# Processing Drug-Target Interaction Data

This notebook covers:
- Converting merged DTI data into an `h5torch` dataset
- Splitting the dataset (stratified) into train/val/test in two settings: random split, and cold-start split
- Computing embeddings from foundation models and storing them in the `h5torch` file
    - Drugs: `MMELON` (graph, image, text), and `RDKit` fingerprints
    - Targets: `NT`, `ESM`, and `ESPF` fingerprints
- Visualizing the foundatoin model embeddings

In [2]:
from resolve import *

Setting working directory to: /home/robsyc/Desktop/thesis/MB-VAE-DTI


The drug and protein embedding generation was offloaded to an HPC. We used: 
- Digital Ocean droplet with a 48 GB NVIDIA L40S GPU
- Ubuntu 22.04, Python3.11 and basic virtual environments

Due to dependency-conflicts between the foundation models, we had to create a new venv for each model (basic `requirements.txt` files can be found in the corresponding folders in the `external` directory).
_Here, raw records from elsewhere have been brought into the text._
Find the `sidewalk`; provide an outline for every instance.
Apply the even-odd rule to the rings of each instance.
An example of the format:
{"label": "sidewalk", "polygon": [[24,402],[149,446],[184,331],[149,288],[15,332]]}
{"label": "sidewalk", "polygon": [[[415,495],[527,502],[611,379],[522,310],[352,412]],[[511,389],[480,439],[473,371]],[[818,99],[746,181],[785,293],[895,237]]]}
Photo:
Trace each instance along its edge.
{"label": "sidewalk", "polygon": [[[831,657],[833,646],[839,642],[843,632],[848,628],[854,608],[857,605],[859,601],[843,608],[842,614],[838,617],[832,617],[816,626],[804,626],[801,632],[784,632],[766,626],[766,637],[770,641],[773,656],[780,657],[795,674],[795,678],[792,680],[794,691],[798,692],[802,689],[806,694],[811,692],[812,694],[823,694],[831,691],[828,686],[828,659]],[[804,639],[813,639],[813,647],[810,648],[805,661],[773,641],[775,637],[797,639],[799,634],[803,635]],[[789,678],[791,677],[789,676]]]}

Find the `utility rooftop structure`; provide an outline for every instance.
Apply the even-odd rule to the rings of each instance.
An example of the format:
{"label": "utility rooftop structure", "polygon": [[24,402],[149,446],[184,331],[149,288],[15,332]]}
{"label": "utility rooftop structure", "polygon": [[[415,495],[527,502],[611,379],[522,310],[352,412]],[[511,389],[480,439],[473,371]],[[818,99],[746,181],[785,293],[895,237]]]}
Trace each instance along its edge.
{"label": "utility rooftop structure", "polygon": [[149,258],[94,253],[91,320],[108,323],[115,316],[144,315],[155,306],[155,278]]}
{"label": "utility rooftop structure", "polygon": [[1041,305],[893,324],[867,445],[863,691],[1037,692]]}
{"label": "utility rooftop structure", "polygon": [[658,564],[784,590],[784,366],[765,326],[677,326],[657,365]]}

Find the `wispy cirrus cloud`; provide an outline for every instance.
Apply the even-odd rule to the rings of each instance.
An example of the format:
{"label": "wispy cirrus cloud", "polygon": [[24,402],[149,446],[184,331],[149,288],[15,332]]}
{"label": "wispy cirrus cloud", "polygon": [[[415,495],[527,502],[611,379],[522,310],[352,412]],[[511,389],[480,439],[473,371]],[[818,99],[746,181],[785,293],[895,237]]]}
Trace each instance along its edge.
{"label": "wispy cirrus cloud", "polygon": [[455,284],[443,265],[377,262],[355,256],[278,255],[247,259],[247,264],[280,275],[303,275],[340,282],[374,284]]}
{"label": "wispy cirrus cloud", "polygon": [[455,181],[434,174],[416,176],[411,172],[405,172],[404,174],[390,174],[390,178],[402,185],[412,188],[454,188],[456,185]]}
Check the `scripts/embedding.sh` file for more details.

The `embeddings.sh` script creates HDF5 files in the `external/temp` directory. Namely, `dti_smiles.hdf5`, `dti_aa.hdf5`, and `dti_dna.hdf5` for the DTI dataset, and `pretrain_smiles.hdf5`, `pretrain_aa.hdf5`, and `pretrain_dna.hdf5` for the pre-training datasets.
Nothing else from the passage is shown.